About a month back, I got a call from Abhijit Chatterjee again. They had sent Ananya’s blood samples for genetic testing. The reports showed a Complement Factor I Mutation. She would need Eculizumab for a transplant, I thought to myself. The doctors were recommending a kidney transplant. I asked him what the plan was in case of recurrence. He said he did not know. I asked him to discuss with the doctor that since they did not have eculizumab, what was the point in undergoing a kidney transplant especially if she had a Factor I mutation?
He said he would discuss with the doctor and get back to me.
A couple of days back, Chatterjee called again. I thought he must be calling to update me about the transplant plan. However, I could immediately sense from his voice that this was something else. He sounded completely distraught. Little Ananya was admitted in the ICU at a very reputed hospital in South India. She had worsening blood counts. Her Platelet Count was dangerously low. She was put on a ventilator. They were monitoring very closely. I did not say much.
That evening I could not stop thinking about the little girl.
The next afternoon, I got a call from Chatterjee. I was honestly scared to take the call. I feared the worst. I answered the phone after an excruciatingly long wait. Chatterjee broke down. “It’s all over. Last night, Ananya had a cardiac arrest, multiple organ failure and then she died.” I hung up. My heart sank. My throat choked. My mind went blank. Little Ananya was no more.

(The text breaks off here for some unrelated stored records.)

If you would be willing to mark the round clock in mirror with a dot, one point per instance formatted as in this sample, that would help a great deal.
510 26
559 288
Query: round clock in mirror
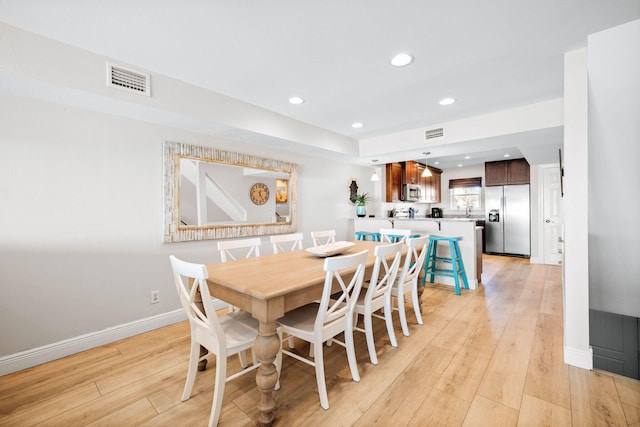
259 193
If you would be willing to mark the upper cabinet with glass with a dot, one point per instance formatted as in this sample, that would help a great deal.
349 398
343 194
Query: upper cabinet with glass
211 193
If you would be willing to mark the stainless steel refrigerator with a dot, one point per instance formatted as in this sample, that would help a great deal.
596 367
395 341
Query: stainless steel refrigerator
507 222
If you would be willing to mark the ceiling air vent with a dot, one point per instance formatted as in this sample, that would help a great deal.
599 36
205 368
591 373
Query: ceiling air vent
434 133
128 79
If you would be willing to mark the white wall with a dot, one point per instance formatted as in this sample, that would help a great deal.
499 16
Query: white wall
81 191
614 150
576 284
81 243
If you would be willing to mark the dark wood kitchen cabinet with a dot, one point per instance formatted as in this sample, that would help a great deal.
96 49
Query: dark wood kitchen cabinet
506 172
412 173
394 173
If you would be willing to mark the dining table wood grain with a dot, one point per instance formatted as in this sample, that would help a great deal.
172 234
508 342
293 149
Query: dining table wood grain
268 286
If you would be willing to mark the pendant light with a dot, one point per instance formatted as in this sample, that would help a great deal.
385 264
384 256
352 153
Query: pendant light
375 176
426 172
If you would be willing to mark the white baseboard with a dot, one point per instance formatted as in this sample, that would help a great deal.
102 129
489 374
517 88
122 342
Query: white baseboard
579 358
47 353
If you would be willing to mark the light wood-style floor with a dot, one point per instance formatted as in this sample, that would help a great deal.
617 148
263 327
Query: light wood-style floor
491 357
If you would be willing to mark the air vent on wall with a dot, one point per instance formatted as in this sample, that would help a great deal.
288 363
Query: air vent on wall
128 79
434 133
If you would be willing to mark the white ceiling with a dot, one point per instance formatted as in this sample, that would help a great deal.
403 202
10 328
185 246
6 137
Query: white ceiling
490 55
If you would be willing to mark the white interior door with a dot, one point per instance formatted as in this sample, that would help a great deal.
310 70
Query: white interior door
553 218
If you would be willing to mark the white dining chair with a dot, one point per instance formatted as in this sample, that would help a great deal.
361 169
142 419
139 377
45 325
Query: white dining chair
231 250
408 279
286 242
322 321
378 295
394 235
223 336
323 237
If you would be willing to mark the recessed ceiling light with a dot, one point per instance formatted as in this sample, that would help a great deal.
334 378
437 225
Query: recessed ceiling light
401 60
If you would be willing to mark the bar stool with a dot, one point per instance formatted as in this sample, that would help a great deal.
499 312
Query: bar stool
457 266
365 235
396 238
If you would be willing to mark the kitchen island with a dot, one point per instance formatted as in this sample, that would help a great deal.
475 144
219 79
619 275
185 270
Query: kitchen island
446 227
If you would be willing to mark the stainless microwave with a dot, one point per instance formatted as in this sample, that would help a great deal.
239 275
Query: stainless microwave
412 192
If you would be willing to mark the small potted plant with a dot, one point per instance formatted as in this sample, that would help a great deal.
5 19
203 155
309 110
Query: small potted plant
361 201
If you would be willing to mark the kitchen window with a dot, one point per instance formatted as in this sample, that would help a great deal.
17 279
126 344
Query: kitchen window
465 194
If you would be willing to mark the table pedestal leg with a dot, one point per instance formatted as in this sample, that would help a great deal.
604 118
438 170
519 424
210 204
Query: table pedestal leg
266 347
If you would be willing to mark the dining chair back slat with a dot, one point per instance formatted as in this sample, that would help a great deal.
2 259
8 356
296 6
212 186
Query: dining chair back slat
230 250
378 295
394 235
222 336
408 279
286 242
321 321
323 237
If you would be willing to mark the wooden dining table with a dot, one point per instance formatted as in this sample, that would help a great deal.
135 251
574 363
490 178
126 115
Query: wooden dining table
269 286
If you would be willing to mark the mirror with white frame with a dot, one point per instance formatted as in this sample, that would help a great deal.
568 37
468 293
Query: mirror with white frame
211 193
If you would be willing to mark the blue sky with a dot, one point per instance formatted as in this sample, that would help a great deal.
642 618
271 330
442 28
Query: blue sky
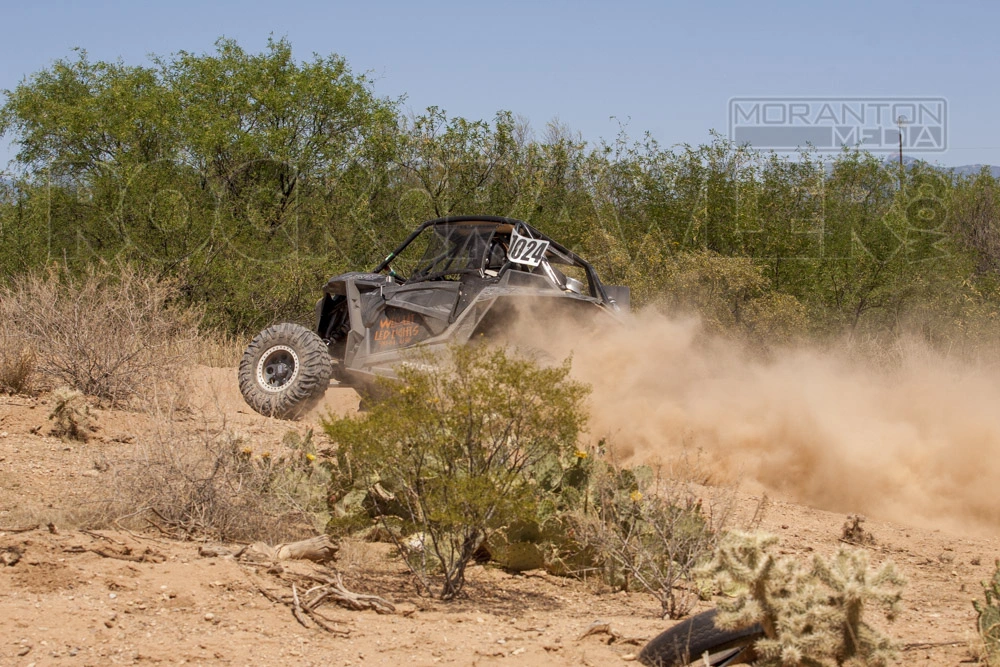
668 68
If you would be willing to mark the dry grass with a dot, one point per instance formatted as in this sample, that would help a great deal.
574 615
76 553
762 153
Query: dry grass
17 366
200 480
218 349
113 333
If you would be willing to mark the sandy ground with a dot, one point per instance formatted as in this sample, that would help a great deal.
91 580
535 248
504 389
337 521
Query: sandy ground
100 597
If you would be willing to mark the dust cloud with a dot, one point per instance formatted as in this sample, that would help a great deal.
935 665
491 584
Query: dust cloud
917 443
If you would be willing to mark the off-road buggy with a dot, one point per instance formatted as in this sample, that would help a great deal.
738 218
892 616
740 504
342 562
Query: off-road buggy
451 279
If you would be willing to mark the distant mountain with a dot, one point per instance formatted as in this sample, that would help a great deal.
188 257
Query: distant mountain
964 170
973 169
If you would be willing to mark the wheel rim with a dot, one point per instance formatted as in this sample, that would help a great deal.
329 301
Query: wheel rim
277 369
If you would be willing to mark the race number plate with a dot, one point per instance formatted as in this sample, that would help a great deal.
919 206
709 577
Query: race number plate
524 250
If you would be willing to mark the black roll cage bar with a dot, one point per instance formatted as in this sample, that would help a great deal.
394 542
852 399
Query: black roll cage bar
518 225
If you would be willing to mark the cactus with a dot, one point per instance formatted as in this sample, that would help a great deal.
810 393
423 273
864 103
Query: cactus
988 620
810 615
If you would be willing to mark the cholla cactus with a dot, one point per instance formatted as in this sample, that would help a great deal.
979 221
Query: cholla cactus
810 615
989 617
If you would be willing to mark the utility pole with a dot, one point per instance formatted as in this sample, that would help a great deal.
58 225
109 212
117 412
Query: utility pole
901 121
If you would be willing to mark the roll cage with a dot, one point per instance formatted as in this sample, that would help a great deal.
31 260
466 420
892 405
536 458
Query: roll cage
480 245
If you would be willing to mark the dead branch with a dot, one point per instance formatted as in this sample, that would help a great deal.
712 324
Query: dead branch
334 589
147 555
101 537
318 549
297 608
27 529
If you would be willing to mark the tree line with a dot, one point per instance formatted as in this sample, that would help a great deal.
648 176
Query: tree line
249 178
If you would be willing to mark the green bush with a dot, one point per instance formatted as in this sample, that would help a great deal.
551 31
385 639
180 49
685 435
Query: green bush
810 615
988 617
451 447
649 531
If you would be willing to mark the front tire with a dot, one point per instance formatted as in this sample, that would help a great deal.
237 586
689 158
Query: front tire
688 641
285 371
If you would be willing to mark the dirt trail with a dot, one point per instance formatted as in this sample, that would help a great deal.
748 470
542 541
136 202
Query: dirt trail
64 604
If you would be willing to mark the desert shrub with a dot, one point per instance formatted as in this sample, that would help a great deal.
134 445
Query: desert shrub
70 415
111 333
451 447
17 366
652 531
811 615
214 484
988 618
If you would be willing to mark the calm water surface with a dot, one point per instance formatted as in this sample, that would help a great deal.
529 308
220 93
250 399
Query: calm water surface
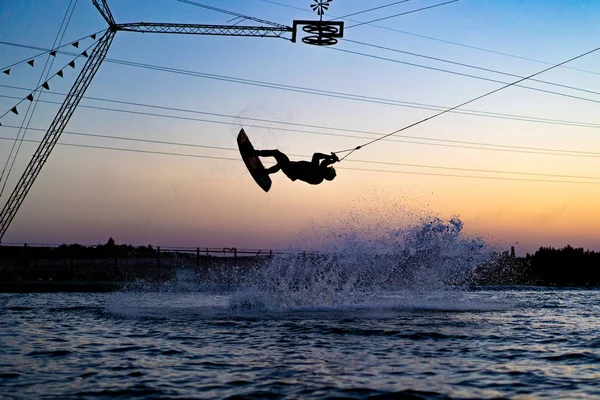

I muttered a curse to the skies. I asked myself what was wrong with this world? Of what good was all the progress mankind has made when the life of a little girl could not be saved merely due to an accident of geography? Why do people in some countries have access to the drug while others do not?
Alexion Pharmaceuticals, the company that manufactures the drug has priced it so high that very few people in the world can afford it. Forbes magazine has declared their drug to be the most expensive drug in the world today. They have probably spent millions of dollars on the research for the drug. They have probably spent a lot of time, money and effort in navigating the various patent laws and making their drug available to people. Given that the number of patients in the world is so small, are they not justified in pricing their drug high enough to be able to make profits?
I honestly don’t know the answer to that question. All I know is that what happened to Ananya is just wrong. I don’t know what can be done to change the situation for aHUS patients in India and many other countries in the world where the drug is not available. Something needs to change. How many more such lives are going to be lost fighting this disease? How many more Ananyas are going to die before this situation is remedied? Someone needs to find a way out.
(* Names have been changed to protect identity.)
(* Names have been changed to protect identity.)